La sécurité des échanges est assurée à plusieurs niveaux et par différentes fonctions comme le cryptage des données, l’authentification des deux extrémités communicantes et le contrôle d’accès des utilisateurs aux ressources.

e) VPN : Principaux protocoles

Il existe sur le marché trois principaux protocoles :
- PPTP (Point to Point Tunnelling Protocol) de Microsoft
- L2F (Layer Two Forwarding) de Cisco
- L2TP (Layer Two Tunnelling Protocol) de l’IETF

f) VPN et VoIP : Conclusions

Même si le principe de transmettre la voix par VPN est alléchant, la viabilité du projet n'est pas encore prouvée. En effet, on retrouve un écueil majeur : le Temps de latence. La transmission VoIP est déjà soumise à des difficultés conséquente au niveau délais. L'adjonction à un VPN, ne fait qu'augmenter ce paramètre, ceci à cause du cryptage des données. Comme le VPN assure une transmission sécurisée, il lui faut pouvoir encrypter et décrypter les données transférées.
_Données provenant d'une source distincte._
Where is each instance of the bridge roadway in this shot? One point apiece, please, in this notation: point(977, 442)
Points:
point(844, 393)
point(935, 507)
Ceci induit des temps supplémentaires, nuisible pour VoIP.

VIII. Compensation des Pertes de Paquets

Les solutions exposées précédemment tendent principalement à éliminer les défauts dus aux délais. Cependant les problèmes de pertes sont encore présents avec certaines solutions. Ce chapitre donne quelques voies de recherche pour la compensation des pertes. Elles sont de trois sortes :
- Interpolation des paquets manquants : cette méthode vise à remplacer un paquet perdu par le dernier paquet reçu. Cette solution marche correctement lorsque les pertes sont peu fréquentes.
- Redondance de données : le principe adopté, est de transmettre dans chaque paquet de voix le paquet précédent et l'actuel. Le problème associé à ce procédé est de doubler la bande passante utile.
- Redondance hybride : le moyen utilisé est similaire au précédent, sauf que le paquet de voix précédent n'est plus brut, mais compressé. Cela réduit un peu la bande passante nécessaire.